15 глава. Дневники, книги и провожание

                Фотография авторская - из той далёкой жизни.
                "Сосна-великанша около медпункта"

             ДНЕВНИКИ И ВСТРЕЧИ

                По-настоящему мы любим лишь в первый раз; все
                последующие наши увлечения уже не так безоглядны.

                Жан де Лабрюйер         

    Сибирские ранние сумерки уже догорают над крышами деревушки со странно звучащим названием - Угуй. Если произнести протяжно - словно долгий волчий вой пронесётся: У-гу-у-уй! Дикие края...
 
  Посвистывает позёмка на озёрном покрывале, и совершенное впечатление, что это край Вселенной. Если бы не избы, разбросанные на высоком берегу.  А на противоположном сверкает огоньками татарский Юрт-Угуй. Далее - тайга да рямы-болота.
 
    По заснеженной улочке идёт невысокая девушка в пальто и вязаной круглой шапочке. В руке - толстый рыжий портфель, набитый тетрадками.

    Скрипнула калитка. Девушка взошла на крыльцо, смела голиком из прутьев с ботинок снег.  Вздохнув, толкнула дверь. Пришлось нагибаться, чтобы пройти через низенькие сенцы. И за следующей дверью - ох, наконец-то горница и пышущая теплом русская печь. Пол застелен полосатыми половиками. Самовар пофыркивает на столе.
  Хозяйка хлопочет у стола, ворчит:

- Опять поздно, Лин Сергевна! Исть давно пора, а ты шландаешься с оболтусами.


- Не шландаюсь, а занимаюсь, - улыбаясь, поправляет хозяйку девушка.

    Ботинки - под лавку. Пальто на крюк возле двери.

- Сёдни каша пашённая да с маслицем. Молоко аль чай будешь?

- Чай! - восклицает городская квартирантка.

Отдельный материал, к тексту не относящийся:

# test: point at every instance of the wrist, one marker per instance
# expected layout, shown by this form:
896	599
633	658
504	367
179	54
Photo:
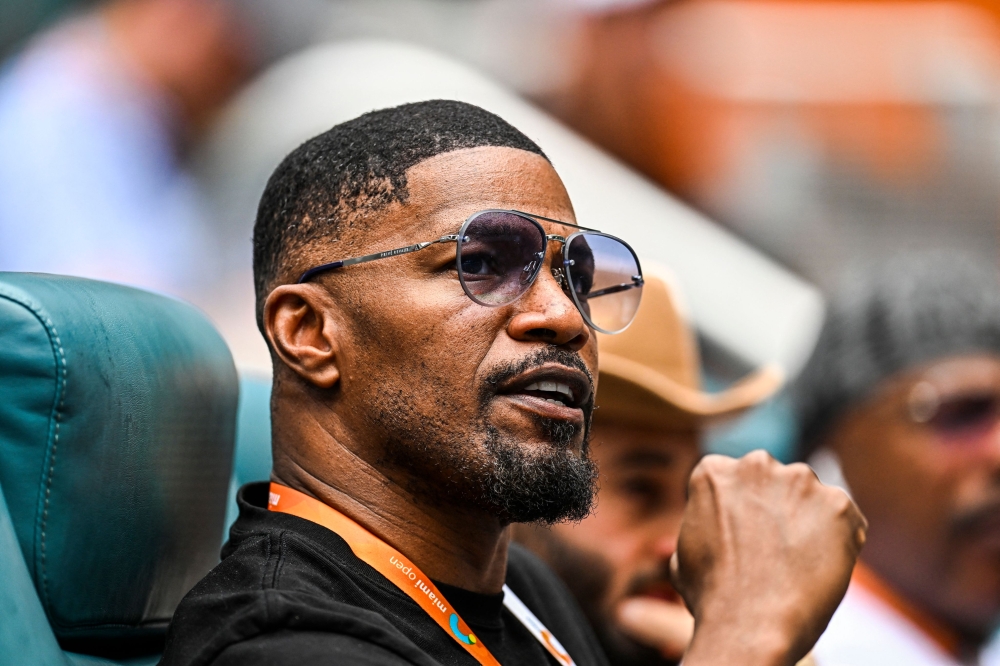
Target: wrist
730	644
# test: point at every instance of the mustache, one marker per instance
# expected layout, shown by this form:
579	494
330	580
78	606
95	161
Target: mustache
507	371
975	519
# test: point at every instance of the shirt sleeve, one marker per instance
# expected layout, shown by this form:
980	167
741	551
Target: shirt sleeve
288	648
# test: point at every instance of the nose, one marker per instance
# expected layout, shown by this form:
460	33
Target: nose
546	314
665	543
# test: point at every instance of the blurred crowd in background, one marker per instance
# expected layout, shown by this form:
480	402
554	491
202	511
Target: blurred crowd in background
830	135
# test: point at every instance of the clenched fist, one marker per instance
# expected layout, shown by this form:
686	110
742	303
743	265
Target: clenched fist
764	558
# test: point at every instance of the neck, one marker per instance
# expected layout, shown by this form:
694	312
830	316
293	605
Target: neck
453	545
947	638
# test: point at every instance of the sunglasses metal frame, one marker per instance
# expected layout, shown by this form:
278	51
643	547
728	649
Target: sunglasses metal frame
562	276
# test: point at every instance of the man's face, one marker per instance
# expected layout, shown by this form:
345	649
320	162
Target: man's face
434	388
931	487
623	549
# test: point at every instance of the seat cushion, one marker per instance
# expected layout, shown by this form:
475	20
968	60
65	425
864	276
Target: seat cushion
117	416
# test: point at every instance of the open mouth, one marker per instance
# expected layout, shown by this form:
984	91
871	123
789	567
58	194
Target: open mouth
555	385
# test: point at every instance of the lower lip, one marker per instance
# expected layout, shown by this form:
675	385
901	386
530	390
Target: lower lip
545	408
662	594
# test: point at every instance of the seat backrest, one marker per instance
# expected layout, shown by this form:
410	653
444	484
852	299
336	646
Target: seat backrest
117	418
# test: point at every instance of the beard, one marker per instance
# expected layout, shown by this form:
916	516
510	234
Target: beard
588	577
483	467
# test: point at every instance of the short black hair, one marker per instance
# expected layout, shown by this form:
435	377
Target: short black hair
360	166
890	317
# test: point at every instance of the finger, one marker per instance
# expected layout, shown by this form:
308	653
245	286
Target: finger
658	624
675	570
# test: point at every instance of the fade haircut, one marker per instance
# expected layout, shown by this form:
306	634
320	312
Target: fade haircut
332	180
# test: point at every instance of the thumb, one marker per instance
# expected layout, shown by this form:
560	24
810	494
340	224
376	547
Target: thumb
661	625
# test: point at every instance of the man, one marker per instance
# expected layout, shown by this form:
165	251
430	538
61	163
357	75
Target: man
433	384
901	400
645	439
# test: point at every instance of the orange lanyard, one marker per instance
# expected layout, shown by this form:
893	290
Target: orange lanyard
405	575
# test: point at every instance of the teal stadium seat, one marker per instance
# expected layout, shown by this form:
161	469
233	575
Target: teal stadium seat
117	419
253	437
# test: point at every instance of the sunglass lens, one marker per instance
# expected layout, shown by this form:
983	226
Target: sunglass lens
606	280
966	415
499	255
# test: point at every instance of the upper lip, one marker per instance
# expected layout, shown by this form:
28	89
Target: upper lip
564	377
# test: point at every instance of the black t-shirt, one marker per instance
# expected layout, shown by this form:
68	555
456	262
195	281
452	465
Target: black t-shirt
291	592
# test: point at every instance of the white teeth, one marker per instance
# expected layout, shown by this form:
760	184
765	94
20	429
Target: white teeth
553	387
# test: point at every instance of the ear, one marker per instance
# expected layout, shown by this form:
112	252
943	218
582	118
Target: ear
299	323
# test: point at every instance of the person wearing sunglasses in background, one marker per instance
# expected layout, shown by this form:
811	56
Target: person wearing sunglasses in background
900	404
647	428
431	304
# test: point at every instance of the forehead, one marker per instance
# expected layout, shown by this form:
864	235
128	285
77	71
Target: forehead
444	190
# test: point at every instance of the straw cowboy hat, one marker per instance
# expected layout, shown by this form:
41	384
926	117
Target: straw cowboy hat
650	374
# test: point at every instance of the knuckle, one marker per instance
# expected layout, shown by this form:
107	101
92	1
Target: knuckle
712	464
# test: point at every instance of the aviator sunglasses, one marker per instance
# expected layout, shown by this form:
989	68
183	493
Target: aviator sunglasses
500	253
965	416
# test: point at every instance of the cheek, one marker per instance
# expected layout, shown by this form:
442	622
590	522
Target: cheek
429	344
906	484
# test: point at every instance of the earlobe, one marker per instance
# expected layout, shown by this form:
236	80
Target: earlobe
300	326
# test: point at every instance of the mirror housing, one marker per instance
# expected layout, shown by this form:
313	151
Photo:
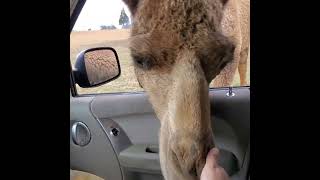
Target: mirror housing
96	66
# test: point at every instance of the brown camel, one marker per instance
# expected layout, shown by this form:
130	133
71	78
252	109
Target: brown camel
178	48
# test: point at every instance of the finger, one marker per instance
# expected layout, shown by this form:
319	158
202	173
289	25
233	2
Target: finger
212	157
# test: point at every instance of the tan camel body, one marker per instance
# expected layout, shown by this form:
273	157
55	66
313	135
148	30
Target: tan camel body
178	48
236	25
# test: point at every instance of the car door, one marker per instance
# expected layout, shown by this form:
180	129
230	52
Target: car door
114	135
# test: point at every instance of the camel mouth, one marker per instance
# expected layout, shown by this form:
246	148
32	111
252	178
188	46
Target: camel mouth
189	156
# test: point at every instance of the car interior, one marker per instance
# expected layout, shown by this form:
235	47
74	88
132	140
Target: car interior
115	135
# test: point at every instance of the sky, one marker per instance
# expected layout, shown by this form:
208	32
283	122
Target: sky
100	12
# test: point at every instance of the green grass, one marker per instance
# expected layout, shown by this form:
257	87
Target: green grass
127	81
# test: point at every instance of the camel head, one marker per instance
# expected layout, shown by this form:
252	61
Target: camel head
178	48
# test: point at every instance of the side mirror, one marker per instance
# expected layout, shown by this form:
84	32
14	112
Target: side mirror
96	66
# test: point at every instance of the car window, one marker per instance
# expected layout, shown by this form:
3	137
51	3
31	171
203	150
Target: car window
104	23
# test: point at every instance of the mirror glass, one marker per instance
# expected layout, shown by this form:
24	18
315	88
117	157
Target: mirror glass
101	65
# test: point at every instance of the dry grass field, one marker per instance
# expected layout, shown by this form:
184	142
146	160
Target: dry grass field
118	39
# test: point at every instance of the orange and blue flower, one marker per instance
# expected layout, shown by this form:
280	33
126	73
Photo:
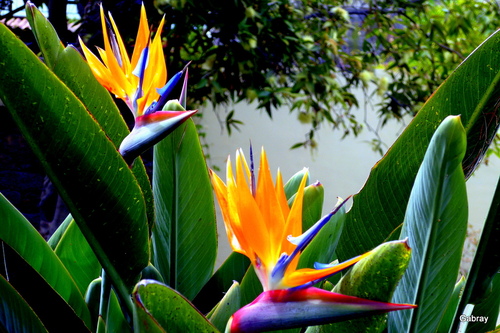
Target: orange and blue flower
261	225
140	82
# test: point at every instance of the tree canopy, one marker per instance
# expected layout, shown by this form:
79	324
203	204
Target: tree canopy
310	55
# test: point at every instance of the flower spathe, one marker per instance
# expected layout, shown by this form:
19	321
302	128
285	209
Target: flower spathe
139	81
285	308
261	225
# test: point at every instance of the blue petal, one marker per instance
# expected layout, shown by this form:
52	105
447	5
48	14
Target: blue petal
165	91
139	71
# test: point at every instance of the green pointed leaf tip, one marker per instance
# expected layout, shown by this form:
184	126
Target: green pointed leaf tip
45	34
169	309
229	304
17	233
451	309
15	314
77	256
95	182
185	234
322	247
292	185
472	91
312	204
435	224
69	65
374	277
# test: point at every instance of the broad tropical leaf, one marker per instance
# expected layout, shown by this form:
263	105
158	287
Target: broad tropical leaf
185	234
15	314
233	269
435	225
93	179
35	270
228	305
472	91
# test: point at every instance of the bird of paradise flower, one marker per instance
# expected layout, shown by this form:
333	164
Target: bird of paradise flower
260	224
139	82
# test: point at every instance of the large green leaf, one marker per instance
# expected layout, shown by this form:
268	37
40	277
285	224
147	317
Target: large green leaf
233	269
322	247
488	307
228	305
472	91
15	314
374	277
77	256
165	310
97	185
449	315
35	267
486	262
73	70
436	226
185	234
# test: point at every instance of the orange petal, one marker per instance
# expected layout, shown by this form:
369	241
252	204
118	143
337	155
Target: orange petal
270	207
305	275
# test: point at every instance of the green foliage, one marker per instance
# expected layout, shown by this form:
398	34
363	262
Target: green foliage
153	310
374	277
74	129
436	226
470	91
182	188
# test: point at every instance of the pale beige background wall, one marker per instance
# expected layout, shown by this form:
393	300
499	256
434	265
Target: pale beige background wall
342	166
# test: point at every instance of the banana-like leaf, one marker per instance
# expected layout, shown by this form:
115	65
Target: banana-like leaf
472	91
73	70
312	204
57	235
488	307
449	315
78	257
97	185
185	234
486	262
15	314
436	226
32	261
374	277
229	304
233	269
158	308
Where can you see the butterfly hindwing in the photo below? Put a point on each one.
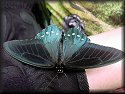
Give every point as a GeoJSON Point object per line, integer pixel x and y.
{"type": "Point", "coordinates": [93, 55]}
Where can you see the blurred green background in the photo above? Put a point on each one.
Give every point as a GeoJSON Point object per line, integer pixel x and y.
{"type": "Point", "coordinates": [99, 16]}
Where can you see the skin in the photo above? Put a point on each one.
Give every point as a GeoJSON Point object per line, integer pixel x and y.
{"type": "Point", "coordinates": [110, 77]}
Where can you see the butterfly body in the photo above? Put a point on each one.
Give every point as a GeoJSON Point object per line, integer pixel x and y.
{"type": "Point", "coordinates": [59, 49]}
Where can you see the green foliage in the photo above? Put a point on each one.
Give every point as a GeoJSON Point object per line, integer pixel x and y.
{"type": "Point", "coordinates": [97, 16]}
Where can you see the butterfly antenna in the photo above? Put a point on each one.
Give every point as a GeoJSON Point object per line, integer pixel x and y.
{"type": "Point", "coordinates": [50, 82]}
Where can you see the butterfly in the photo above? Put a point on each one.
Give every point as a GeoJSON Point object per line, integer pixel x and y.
{"type": "Point", "coordinates": [53, 48]}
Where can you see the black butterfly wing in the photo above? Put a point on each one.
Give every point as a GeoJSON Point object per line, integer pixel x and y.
{"type": "Point", "coordinates": [31, 52]}
{"type": "Point", "coordinates": [93, 55]}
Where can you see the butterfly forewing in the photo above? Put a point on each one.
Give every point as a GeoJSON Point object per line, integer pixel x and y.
{"type": "Point", "coordinates": [30, 52]}
{"type": "Point", "coordinates": [50, 38]}
{"type": "Point", "coordinates": [73, 40]}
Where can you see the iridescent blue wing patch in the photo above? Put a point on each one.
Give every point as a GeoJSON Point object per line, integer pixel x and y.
{"type": "Point", "coordinates": [50, 38]}
{"type": "Point", "coordinates": [73, 40]}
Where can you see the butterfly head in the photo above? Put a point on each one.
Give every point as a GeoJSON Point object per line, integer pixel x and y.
{"type": "Point", "coordinates": [59, 68]}
{"type": "Point", "coordinates": [73, 21]}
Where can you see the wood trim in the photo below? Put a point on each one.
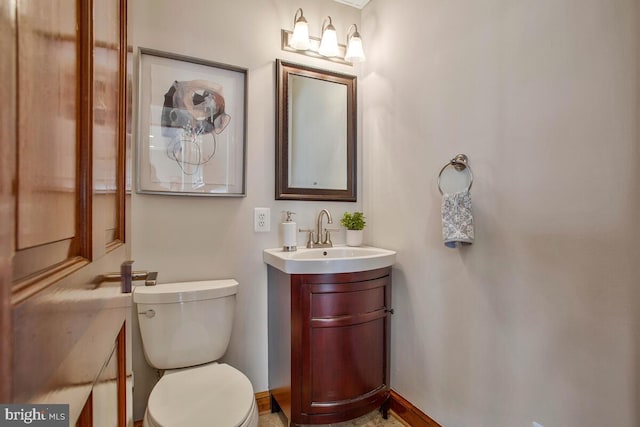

   А после ужина, разомлев от тепла и сытости, ей так хочется броситься на кровать, но... нет! Дала слово - держись! Она садится за стол и открывает серую заветную тетрадь. 

     Из дневника Лины Сергеевны.

   12 ноября
   «Институт, город… Кажется, это было в иной, далёкой-далёкой жизни! Хоть месяц ещё осенний, сугробы уже. В снегах огороды, изгороди, деревья.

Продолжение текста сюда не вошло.